Above: Daun (Balochistan): the shell midden Daun-10 in the foreground between the rocky outcrops, and the Daun Bay in the background in January 2008 (photograph by P. Biagi)

Preliminary results from recent surveys along the little explored coast of Sindh and Balochistan, where the evidence of ancient human habitation along a one-time mangrove coast keeps growing.

Abstract
The research carried out between 2000 and 2014 along the northern coast of the Arabian Sea in Lower Sindh and Las Bela (Balochistan, Pakistan) has shown that the two regions started to be settled during the last two centuries of the 8th millennium BP. The sites consist of shell middens, shell scatters and fishermen villages, many of which were sampled for conventional and AMS radiocarbon dating from mangrove and marine shells. So far 95 sites have been AMS (GrA-) or conventionally (GrN-) radiocarbondated. This paper describes the results obtained from three well-defined macro areas (Lake Siranda, the coastline between Cape Gadani and the Hab River mouth, and the Indus Delta) where the aforementioned research methodology has been applied.
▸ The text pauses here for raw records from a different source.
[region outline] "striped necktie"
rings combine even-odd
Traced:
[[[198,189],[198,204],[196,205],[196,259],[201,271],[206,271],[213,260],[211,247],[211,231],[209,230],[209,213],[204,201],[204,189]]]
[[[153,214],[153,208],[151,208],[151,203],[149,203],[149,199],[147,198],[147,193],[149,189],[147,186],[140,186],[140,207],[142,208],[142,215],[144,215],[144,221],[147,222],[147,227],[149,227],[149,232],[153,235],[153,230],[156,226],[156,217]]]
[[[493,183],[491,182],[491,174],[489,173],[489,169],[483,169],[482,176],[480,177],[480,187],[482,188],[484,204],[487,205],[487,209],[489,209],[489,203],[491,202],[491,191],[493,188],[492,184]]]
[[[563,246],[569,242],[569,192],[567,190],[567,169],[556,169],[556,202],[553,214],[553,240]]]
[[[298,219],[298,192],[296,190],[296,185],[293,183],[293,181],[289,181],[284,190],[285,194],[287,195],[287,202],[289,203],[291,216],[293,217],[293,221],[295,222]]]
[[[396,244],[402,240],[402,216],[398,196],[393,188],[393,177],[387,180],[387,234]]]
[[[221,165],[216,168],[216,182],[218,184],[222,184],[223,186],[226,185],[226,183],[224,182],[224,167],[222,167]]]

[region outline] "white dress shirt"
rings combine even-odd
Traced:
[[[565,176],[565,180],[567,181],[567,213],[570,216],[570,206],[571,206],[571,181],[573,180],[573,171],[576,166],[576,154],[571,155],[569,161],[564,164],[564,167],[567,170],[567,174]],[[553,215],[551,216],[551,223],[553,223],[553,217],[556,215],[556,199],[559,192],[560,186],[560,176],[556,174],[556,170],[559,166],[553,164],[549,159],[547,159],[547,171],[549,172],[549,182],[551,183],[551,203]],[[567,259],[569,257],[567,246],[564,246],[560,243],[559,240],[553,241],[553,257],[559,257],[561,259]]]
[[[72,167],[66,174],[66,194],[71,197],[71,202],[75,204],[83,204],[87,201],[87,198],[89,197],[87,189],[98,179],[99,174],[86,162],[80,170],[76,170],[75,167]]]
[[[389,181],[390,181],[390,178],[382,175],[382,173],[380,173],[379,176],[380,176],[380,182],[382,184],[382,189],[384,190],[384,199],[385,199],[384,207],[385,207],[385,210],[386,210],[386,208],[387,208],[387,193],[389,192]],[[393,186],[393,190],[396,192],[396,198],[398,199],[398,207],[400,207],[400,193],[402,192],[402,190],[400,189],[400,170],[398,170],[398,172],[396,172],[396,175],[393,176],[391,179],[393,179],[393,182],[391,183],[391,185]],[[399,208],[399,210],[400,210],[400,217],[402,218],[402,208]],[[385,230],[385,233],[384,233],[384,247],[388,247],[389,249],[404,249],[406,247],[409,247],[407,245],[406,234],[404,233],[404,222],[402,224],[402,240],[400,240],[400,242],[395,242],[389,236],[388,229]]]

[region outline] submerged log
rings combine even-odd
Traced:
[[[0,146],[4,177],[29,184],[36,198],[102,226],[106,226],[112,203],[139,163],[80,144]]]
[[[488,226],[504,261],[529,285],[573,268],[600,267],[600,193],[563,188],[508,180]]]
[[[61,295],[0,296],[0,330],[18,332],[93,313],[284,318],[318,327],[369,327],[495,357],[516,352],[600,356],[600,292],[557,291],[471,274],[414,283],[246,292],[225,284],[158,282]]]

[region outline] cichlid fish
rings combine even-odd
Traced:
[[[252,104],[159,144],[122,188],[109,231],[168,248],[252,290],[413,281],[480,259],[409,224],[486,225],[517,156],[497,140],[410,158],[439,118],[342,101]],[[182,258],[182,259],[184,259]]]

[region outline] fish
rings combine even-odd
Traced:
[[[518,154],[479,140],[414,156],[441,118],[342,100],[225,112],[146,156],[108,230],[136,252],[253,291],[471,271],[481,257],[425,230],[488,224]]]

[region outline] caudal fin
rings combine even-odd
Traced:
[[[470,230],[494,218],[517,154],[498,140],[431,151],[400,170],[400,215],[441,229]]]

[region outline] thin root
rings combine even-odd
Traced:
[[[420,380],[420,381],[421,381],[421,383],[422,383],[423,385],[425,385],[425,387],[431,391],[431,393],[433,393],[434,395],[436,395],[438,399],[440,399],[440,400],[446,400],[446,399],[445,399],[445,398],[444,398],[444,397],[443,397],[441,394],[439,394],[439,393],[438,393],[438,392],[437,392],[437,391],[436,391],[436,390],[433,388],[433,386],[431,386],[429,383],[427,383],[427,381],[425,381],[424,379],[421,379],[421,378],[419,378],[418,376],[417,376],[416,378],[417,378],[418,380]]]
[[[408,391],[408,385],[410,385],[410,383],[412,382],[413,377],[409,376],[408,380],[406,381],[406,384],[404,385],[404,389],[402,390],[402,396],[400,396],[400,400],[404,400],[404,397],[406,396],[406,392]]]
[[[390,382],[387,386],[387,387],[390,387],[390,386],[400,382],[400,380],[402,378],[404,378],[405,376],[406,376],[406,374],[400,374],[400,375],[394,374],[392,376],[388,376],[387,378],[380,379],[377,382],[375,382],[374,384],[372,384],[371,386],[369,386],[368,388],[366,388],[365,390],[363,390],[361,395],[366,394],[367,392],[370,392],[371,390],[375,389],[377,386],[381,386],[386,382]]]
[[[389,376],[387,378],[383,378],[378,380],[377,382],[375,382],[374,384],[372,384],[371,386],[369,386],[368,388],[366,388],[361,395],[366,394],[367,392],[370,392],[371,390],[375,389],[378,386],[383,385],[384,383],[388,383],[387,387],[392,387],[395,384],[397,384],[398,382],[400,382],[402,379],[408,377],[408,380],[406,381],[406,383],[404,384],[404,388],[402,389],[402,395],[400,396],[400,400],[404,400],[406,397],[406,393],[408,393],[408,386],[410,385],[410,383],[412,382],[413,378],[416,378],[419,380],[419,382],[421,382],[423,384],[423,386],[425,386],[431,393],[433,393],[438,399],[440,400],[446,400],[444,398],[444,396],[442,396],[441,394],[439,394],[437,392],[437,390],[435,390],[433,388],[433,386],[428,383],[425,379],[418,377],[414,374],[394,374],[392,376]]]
The results contribute to the interpretation of the archaeology of the coastal area of Pakistan and the Arabian Sea, the definition of the sea-level variations since the mid-Atlantic period, the presence/absence and exploitation of ancient mangroves, the dynamic of the Indus Delta advance, and the chronology of the early navigation along the northern coast of the Indian Ocean.